The opportunity to draw silly comparisons to the work in the exhibition or use the title,
Split Complementary — whose handsomely lacquered minimal sculptures and intricate handmade weavings drawings and books primarily by
Richard Rezac and
Dianna Frid — was too good to pass up.

“Dianna Frid & Richard Rezac: Split Complimentary,” Installation view, Courtesy of DePaul Art Museum.
Split Complementary occupies two levels of the
DePaul Art Museum, but also more obviously connects two artists working now, with historical and cross cultural points that marry their works in an unlikely union.
Dianna Frid takes poetic language and allows her hand to redefine the nature of the words used. There is a transferal of meaning when phrases like, “Surely a man can laugh and not be made of laughing particles” is contorted by the corner of a wall and is made visually choppy by varying the color of the letters within the words. The phrase is further reconfigured by the geometric drawing it frames. It becomes less about the cognitive reasoning that goes into actualizing that a laughing person is not made of up laughing, and instead puts forth the notion that human existence is not bound to reason or fact alone. I don’t claim this to be some grand moment in the artist’s oeuvre, quite the contrary. It seems the arch in Frid's work rooted in down to earthedness.
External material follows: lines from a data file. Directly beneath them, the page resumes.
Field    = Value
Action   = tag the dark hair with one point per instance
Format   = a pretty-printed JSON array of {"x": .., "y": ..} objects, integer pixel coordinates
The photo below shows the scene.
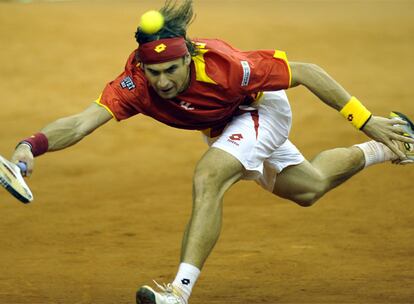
[{"x": 177, "y": 19}]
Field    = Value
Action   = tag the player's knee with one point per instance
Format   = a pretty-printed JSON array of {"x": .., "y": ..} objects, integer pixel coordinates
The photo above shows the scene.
[
  {"x": 310, "y": 197},
  {"x": 206, "y": 182}
]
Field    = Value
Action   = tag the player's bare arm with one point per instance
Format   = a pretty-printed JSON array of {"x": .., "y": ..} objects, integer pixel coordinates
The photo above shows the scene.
[
  {"x": 333, "y": 94},
  {"x": 65, "y": 132}
]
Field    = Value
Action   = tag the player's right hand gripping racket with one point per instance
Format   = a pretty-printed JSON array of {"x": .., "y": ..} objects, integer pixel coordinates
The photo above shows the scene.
[{"x": 12, "y": 180}]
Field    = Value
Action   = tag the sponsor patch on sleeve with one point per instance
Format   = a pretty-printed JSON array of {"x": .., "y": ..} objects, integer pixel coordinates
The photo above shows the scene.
[
  {"x": 127, "y": 83},
  {"x": 246, "y": 73}
]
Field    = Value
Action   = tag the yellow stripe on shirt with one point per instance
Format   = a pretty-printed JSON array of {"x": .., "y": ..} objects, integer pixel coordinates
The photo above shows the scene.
[{"x": 282, "y": 55}]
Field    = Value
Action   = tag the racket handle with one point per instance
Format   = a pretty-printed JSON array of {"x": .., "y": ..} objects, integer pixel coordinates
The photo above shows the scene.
[{"x": 23, "y": 167}]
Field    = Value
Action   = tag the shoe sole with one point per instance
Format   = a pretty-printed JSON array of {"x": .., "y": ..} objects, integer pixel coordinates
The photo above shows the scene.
[{"x": 145, "y": 296}]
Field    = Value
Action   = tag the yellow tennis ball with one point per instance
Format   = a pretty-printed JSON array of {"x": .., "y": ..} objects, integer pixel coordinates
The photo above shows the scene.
[{"x": 151, "y": 22}]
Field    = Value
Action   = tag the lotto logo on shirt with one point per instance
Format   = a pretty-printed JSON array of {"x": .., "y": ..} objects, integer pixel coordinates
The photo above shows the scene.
[
  {"x": 127, "y": 83},
  {"x": 235, "y": 138}
]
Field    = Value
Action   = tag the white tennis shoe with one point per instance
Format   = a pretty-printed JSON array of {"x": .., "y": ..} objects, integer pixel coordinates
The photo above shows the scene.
[{"x": 168, "y": 294}]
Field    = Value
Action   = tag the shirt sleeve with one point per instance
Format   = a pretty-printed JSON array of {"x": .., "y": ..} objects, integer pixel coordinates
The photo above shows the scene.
[
  {"x": 119, "y": 98},
  {"x": 264, "y": 71}
]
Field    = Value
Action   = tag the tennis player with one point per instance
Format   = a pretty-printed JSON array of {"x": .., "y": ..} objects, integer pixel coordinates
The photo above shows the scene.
[{"x": 237, "y": 100}]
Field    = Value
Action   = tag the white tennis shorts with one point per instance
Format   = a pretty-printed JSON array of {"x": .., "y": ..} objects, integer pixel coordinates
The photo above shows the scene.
[{"x": 259, "y": 139}]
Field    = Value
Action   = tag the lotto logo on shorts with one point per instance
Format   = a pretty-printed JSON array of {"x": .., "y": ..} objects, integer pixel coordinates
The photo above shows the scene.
[{"x": 234, "y": 138}]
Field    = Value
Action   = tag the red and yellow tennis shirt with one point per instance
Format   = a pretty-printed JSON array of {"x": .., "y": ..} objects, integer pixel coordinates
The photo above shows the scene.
[{"x": 222, "y": 79}]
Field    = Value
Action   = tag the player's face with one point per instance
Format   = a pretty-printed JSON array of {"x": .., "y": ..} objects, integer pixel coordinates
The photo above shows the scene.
[{"x": 169, "y": 78}]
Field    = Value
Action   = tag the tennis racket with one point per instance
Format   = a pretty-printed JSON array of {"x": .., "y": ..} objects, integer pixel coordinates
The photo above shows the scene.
[{"x": 12, "y": 180}]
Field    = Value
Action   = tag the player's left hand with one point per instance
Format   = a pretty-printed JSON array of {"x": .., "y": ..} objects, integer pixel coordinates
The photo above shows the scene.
[{"x": 387, "y": 130}]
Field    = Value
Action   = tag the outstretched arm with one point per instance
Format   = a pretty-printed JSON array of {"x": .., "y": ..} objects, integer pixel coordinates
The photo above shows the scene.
[
  {"x": 333, "y": 94},
  {"x": 64, "y": 133}
]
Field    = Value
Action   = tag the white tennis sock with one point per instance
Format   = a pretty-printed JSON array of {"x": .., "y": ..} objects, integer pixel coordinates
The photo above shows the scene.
[
  {"x": 186, "y": 277},
  {"x": 376, "y": 152}
]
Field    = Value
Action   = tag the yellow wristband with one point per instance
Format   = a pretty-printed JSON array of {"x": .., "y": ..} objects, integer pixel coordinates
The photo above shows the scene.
[{"x": 355, "y": 112}]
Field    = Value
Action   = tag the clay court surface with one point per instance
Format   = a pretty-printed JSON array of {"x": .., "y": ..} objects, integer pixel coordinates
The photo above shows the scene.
[{"x": 109, "y": 212}]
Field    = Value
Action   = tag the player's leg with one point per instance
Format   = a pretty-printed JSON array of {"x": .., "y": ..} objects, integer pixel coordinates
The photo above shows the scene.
[
  {"x": 214, "y": 174},
  {"x": 305, "y": 183}
]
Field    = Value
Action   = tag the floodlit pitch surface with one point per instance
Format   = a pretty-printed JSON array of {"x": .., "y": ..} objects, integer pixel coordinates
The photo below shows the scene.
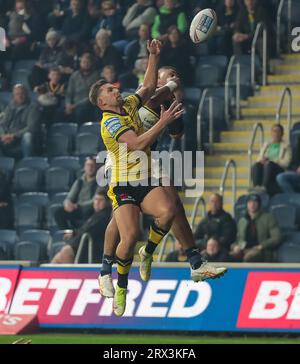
[{"x": 144, "y": 339}]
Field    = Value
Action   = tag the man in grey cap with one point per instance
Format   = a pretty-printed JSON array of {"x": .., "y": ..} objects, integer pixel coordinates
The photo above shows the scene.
[{"x": 258, "y": 234}]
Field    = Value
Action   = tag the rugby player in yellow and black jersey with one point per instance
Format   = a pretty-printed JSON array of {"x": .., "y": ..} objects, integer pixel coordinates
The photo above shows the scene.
[{"x": 129, "y": 188}]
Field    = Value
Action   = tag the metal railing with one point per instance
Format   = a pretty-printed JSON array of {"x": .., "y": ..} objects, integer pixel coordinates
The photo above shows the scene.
[
  {"x": 199, "y": 200},
  {"x": 85, "y": 239},
  {"x": 278, "y": 25},
  {"x": 163, "y": 244},
  {"x": 286, "y": 92},
  {"x": 232, "y": 62},
  {"x": 229, "y": 163},
  {"x": 210, "y": 121},
  {"x": 259, "y": 28},
  {"x": 256, "y": 127}
]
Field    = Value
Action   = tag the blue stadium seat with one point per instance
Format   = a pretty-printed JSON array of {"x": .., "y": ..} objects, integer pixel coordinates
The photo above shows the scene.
[
  {"x": 9, "y": 236},
  {"x": 40, "y": 199},
  {"x": 289, "y": 252},
  {"x": 7, "y": 164},
  {"x": 290, "y": 199},
  {"x": 87, "y": 144},
  {"x": 245, "y": 75},
  {"x": 59, "y": 145},
  {"x": 39, "y": 163},
  {"x": 55, "y": 248},
  {"x": 69, "y": 162},
  {"x": 32, "y": 251},
  {"x": 192, "y": 95},
  {"x": 27, "y": 217},
  {"x": 285, "y": 216},
  {"x": 27, "y": 180},
  {"x": 207, "y": 76},
  {"x": 41, "y": 237},
  {"x": 6, "y": 251},
  {"x": 59, "y": 197},
  {"x": 218, "y": 61},
  {"x": 58, "y": 180},
  {"x": 90, "y": 127}
]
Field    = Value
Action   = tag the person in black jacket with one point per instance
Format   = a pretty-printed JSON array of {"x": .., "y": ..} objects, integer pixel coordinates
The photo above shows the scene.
[
  {"x": 95, "y": 226},
  {"x": 6, "y": 209},
  {"x": 217, "y": 223}
]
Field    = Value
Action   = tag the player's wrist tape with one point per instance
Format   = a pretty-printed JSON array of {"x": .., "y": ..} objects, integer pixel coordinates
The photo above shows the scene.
[{"x": 172, "y": 85}]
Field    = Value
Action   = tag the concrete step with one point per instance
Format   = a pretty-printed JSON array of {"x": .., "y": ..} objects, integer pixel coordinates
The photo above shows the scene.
[
  {"x": 270, "y": 101},
  {"x": 284, "y": 79},
  {"x": 217, "y": 172},
  {"x": 266, "y": 112},
  {"x": 248, "y": 124},
  {"x": 230, "y": 148},
  {"x": 286, "y": 69},
  {"x": 233, "y": 136},
  {"x": 219, "y": 160}
]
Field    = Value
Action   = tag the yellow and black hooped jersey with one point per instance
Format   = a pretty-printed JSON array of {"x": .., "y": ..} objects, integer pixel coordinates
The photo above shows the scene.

It is hard to not see Frid as someone who is simply interested in communication and in the ways in which language and syntax are understood, and in turn offer a close or different read. What I can ascertain from this work is its accessibility, or its willingness to make me feel confident in what I attribute to it. It occupies a space where formalism is clearly important, which seems silly to even point out, but there are clear aesthetic considerations and goals being achieved and those goals help to frame it in this mystic space. The work has a quality akin to folk art or craft with this natural academic flavoring.
Rezac's sculptures are seemingly object forward and design-based. Additionally, they seem to be overwhelmingly academic. Perhaps its Matthew Girson’s decision to include historical images and books that give both artists’ work an academic zing. Notwithstanding, I think these archival things structure the exhibition and Rezac’s pursuits are primarily in academic spheres because of their aesthetic integrities. Parsing out didactic approaches to making sculpture, Rezac has set forth objects to ease and settle the mind amongst the more overtly stimulating work by Frid.

“Dianna Frid & Richard Rezac: Split Complimentary,” Installation view, Courtesy of DePaul Art Museum.
In this pairing, Girson has tactfully surveyed the space between two disciplines and struck common ground amid the clear differences in Frid’s and Rezac’s work.
Split Complementary continues at the DePaul Art Museum through April 24th.